Mas voltemos às pinturas, às camadas, às analogias. A mais superficial é precisamente a tuberculose e a forma como marca, de forma brutal, uma família entre tantas outras. Há depois uma segunda camada, justificada por um tempo outro, o tempo presente, onde a figura duma jovem investigadora se mostra determinante para conhecermos, ainda que ao de leve, algumas dessas “almas sensíveis” a que o título alude: Cesário Verde, António Coelho Lousada, Soares de Passos, Júlio Dinis, António Castro Alves, António Nobre, Casimiro de Abreu ou Sebastião da Gama. Mas é precisamente através da jovem investigadora e da transcrição dum manuscrito descoberto no que resta dum sanatório, “Considerações sobre a morte, alinhavadas por R.N.” (de “Reis Novo” / “Rio Novo”) que acedemos à camada mais íntima, intemporal, à essência deste livro e, atrevo-me a dizê-lo, ao coração da escritora.
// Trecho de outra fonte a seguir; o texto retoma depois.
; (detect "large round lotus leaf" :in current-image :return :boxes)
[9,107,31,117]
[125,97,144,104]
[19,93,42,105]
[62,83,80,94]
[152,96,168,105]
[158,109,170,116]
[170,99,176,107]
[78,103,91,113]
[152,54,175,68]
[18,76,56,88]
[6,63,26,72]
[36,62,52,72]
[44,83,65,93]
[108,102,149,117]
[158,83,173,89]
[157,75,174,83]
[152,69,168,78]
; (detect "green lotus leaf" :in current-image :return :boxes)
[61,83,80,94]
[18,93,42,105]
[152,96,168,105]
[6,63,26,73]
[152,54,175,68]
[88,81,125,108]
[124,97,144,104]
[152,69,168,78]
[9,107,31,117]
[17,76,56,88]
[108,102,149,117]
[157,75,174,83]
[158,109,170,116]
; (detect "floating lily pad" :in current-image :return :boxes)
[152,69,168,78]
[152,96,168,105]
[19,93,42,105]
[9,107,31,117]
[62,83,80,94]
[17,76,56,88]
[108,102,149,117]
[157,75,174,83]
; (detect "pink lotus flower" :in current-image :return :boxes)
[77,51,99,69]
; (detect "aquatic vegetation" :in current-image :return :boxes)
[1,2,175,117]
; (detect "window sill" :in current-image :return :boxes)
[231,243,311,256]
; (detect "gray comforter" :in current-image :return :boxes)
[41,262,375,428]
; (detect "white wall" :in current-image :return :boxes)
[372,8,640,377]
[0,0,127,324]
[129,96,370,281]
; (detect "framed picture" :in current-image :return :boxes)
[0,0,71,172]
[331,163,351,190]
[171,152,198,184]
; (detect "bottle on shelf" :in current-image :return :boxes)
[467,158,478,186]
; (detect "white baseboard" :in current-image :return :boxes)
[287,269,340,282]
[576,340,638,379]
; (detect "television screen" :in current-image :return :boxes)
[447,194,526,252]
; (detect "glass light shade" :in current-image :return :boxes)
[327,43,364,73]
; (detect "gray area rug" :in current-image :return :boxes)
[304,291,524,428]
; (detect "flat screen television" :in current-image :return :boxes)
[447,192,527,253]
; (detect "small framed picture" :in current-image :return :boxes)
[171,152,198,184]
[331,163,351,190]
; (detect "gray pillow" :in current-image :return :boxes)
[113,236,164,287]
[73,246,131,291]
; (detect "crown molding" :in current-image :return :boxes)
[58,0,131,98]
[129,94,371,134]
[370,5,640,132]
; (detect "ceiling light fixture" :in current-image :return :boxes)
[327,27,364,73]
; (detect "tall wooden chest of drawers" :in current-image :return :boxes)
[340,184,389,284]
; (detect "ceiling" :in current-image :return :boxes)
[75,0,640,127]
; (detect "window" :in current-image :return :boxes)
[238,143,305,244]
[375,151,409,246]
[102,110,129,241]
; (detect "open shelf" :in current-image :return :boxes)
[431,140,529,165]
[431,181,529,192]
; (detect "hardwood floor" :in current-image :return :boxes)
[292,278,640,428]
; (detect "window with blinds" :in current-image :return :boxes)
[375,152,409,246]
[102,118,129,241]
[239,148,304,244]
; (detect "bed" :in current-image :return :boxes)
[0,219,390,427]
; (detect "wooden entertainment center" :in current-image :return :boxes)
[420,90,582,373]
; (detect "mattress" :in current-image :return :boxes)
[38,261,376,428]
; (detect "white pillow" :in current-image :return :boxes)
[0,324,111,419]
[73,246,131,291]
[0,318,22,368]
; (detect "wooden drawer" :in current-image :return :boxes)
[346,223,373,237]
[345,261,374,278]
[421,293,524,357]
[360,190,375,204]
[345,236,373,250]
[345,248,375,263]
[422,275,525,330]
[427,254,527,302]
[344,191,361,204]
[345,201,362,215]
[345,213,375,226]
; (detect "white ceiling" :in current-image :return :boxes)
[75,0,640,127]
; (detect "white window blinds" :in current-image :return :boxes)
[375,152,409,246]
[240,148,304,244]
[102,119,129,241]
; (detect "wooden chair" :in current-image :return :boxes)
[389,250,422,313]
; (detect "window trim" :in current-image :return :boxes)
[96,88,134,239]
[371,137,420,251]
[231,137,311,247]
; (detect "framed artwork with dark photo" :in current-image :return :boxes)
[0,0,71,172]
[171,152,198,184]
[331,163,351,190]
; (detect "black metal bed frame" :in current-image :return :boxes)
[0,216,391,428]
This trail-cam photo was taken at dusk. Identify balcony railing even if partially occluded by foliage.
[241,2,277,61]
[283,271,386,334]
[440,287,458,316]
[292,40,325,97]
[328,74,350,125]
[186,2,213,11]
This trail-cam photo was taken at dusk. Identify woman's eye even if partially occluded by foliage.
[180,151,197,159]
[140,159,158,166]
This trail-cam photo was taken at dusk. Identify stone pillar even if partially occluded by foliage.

As reflexões condensadas em breves excertos constituem uma visão inspirada e profunda sobre a vida e a morte, a imortalidade e a existência de Deus. Não há como o negar: são simples apontamentos, mas com uma lucidez e uma força que obrigam o leitor a recolocar-se perante a vida, a sua própria vida. Sem receios, deixemo-nos contaminar por esta “febre”. É benigna e trata-se com a leitura, o melhor de todos os antídotos.